Kevin Naze – Champion of the Outdoors Life

Nobody has covered the wildlife scene in the Door Peninsula area like Kevin Naze, and few are more passionate about keeping its traditions alive and its future sustainable.

As a writer and photographer, Naze has been chronicling hunting and fishing for 35 years. But he says outdoorsmen make a bigger impact with more direct action.

“I’ve taken more than 100 kids out on their first hunt, and hundreds more for their first fish,” he says. “That’s what I love to do, getting newcomers out there. Those of us who are most passionate about hunting and fishing have to take that responsibility. You can really pass it on.”

As a chronicler of the sport, Naze questions the alarmist rhetoric about the health of the Lake Michigan fishery.

“I’m a skeptic about a lot of things,” Naze says. “VHS [Viral Hemorrhagic Septicemia] was going to wipe out fish. Then gobies were going to ruin the whole fishery.
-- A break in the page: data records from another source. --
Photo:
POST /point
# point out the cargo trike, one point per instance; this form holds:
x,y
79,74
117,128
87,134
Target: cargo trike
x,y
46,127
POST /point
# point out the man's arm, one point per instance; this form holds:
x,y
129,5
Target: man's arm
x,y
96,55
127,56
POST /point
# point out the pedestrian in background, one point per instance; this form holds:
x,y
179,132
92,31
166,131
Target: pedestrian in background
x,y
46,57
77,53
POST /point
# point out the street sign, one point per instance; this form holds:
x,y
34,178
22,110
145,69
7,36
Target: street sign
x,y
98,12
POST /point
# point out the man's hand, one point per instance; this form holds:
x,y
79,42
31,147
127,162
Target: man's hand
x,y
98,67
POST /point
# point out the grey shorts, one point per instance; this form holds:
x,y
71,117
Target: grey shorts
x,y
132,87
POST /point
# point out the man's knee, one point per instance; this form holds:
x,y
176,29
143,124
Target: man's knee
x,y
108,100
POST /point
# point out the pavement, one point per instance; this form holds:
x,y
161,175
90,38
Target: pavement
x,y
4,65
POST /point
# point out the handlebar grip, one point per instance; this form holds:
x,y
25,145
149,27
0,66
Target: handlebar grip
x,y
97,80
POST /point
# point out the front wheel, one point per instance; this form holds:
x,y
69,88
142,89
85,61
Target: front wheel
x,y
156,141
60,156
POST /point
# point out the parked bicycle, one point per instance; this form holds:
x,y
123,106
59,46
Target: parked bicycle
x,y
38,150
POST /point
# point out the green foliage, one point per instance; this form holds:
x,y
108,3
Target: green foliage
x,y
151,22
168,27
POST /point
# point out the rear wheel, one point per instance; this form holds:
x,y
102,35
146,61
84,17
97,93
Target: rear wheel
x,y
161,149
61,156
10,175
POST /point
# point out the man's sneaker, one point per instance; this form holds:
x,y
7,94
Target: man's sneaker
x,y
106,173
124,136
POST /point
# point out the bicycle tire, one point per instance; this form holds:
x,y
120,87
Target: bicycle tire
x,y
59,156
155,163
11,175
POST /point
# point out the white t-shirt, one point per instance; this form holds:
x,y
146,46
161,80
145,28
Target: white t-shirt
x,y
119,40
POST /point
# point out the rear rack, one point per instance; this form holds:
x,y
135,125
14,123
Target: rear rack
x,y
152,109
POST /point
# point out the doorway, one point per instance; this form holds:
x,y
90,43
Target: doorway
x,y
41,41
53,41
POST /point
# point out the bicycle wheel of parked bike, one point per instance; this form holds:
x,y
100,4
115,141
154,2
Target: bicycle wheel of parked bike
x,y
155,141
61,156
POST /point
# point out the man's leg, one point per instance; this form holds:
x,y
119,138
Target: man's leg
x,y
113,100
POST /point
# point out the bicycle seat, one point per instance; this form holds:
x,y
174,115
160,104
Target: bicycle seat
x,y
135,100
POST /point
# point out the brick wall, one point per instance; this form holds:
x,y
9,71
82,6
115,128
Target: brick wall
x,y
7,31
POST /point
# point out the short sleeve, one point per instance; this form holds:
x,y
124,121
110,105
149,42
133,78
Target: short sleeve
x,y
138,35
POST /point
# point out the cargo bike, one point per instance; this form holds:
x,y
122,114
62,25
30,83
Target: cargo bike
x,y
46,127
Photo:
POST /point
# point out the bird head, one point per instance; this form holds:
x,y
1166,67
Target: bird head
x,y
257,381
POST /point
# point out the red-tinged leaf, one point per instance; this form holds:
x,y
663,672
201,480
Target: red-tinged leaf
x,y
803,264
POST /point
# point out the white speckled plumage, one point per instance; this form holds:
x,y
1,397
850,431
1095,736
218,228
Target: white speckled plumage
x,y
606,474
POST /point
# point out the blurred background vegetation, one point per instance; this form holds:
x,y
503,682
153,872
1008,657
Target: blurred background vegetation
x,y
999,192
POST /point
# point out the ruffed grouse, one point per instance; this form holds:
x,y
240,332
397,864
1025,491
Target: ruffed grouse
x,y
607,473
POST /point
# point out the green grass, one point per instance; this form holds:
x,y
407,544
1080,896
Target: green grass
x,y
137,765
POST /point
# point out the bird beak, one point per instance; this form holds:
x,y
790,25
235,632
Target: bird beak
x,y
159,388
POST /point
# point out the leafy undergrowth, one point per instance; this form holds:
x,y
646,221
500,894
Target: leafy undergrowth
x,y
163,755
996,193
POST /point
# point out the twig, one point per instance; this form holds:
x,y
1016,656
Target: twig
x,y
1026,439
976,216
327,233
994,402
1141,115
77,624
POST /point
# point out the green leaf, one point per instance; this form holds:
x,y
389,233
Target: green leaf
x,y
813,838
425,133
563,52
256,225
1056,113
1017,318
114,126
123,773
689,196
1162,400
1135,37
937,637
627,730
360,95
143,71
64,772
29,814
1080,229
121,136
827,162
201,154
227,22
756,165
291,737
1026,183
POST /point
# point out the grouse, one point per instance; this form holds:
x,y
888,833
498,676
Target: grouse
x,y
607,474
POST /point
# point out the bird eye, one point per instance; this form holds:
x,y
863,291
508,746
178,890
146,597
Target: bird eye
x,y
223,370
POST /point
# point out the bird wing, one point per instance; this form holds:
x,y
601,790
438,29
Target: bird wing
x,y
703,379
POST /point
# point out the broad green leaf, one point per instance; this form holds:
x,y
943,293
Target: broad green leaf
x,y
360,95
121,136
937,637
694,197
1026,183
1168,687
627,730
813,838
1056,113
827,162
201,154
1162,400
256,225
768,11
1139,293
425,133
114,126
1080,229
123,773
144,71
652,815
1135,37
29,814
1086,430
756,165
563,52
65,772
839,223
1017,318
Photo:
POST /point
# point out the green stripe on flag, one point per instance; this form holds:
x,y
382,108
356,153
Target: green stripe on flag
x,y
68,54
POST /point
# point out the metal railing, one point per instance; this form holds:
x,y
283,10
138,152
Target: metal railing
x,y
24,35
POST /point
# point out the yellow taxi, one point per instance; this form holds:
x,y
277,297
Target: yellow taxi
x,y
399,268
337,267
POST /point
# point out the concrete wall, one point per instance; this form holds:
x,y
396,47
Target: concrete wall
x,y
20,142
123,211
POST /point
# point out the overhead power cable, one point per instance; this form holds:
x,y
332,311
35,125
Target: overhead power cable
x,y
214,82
Well, as we saw with the goby, the changes in the lakes aren’t always bad.”

That’s not to say he blows off warnings.

He still doesn’t eat fish from the Fox River, and he says, “I wouldn’t eat the oldest, fattest lake trout, but I give them to the old fishermen who’ve been eating them all their lives and they aren’t glowing in the dark.”

But to Naze, the rhetoric of regulators and media hype can blow the risks out of proportion.

“To some extent, research guys have to come up with something to justify their research grant,” he says. “For a decade people wouldn’t eat fish out of the lake because they said it would give you cancer, cause low birth-weight, and impair brain development. Well, my three kids have been eating fish from the lake all their lives, and not to brag, but they’re all pretty smart, healthy kids.”

He said he’s always smart about his preparation, removing the skin and fatty parts of the fish, where most of the toxins in a fish are found. As with everything else, he says it’s all about moderation.

“We don’t drink a lot of pop in our house, but we’ll have one every once in a while,” he says. “It’s always doom and gloom about the lake in the media. But I’m a glass half-full kind of guy, and I just think we’re so lucky to have this world-class fishery.”